Directed by Justin Chon and co-written by Chon and Chris Dinh, indie drama “Ms. Purple” paints an emotionally powerful portrait of a Korean-American family,and their internalized struggles to define their cultural values. This story reunites two estranged siblings, both with deep inner scars, who burden themselves with the filial duty to care for their comatose father in a corner of their home until his very last moments. “Ms. Purple” proves Chon’s well-rounded filmmaking talent and marks his return to the Sundance Film Festival (after winning a 2017 NEXT Audience Award for “Gook”). Saturated in colorful allure yet steeped in a soulful hollowness, this film is a slow-burning character study that will leave you breathless.
Kasie works as a karaoke hostess (doumi) in the dark nooks of Los Angeles’s Koreatown. She caters to the whims and demands of drunken businessmen, drowns her sorrows with soju and MDMA, while also caring for her unconscious father, Young-Il (James Kang), who is the reason why she works so desperately hard to earn money. When his in-home nurse unexpectedly quits, Kasie reaches out to her estranged brother, Carey (Teddy Lee), who decides to return home after having severed ties with his father years before. In the last few days of their father’s life, the siblings reunite in an effort to mend their frayed relationship and untangle the repressed family troubles that led to their separation. Carey fights traumatic memories about his mom’s early departure and his resentment towards his unconscious father, while Kasie deals with a number of men — she accepts money from patron Tony (Ronnie Kim) in exchange for sexual favors, receives kind-hearted flirtations from club valet Octavio (Octavio Pizano), and tries to keep her unreliable brother from leaving her and her father again.
One of the central concerns of the film is the conflict between the responsibility one has to one’s family, and personal independence. Kasie must decide whether or not to abandon her impoverished family and accept an offer to move in with the affluent Tony, who gifts her a purple Korean traditional dress (hanbok), and whether or not to move her father into professional hospice care. Her dilemma resembles the difficult choices her parents had previously made: to leave her family behind in pursuit of a life of luxury as her mother did, or to remain standing beside her family like a sturdy palm tree, a pillar to rely on during times of hardship, as her immigrant father once promised. Kasie’s retort to her wayward brother, who escapes for hours into a computer gaming center to avoid dealing with the brutal reality of this choice, haunts the rest of the film. “Where’d you go?... I'm not going to leave him like you did,” Kasie says. Despite everything, Kasie endeavours to hold the family together. Perhaps the solution to her problems is to let loose with a bottle of soju.
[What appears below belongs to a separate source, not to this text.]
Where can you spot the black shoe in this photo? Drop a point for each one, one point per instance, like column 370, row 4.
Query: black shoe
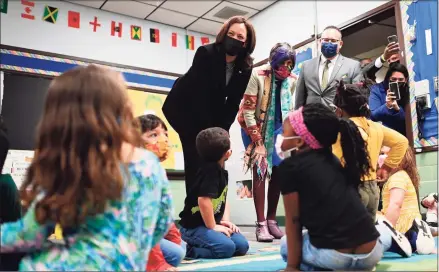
column 424, row 241
column 400, row 244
The string-laden soundtrack by Roger Suen and the freewheeling cinematography by Ante Cheng, complemented by moments of pure, reflective silence, suffuse the screenplay with a mournfulness and a kind of bruised romanticism, while leaving plenty of room for moments of delight. From Kasie’s reappraisal of long-forfeited piano dreams, to Carey’s adventures to sunlit rooftops on which he maneuvers Young-Il’s bed as if it were a trolley, and Octavio’s twirling ballet riff to shatter the seriousness of it all — this poignant drama is about rekindling hope and staying true to your roots, wherever you are.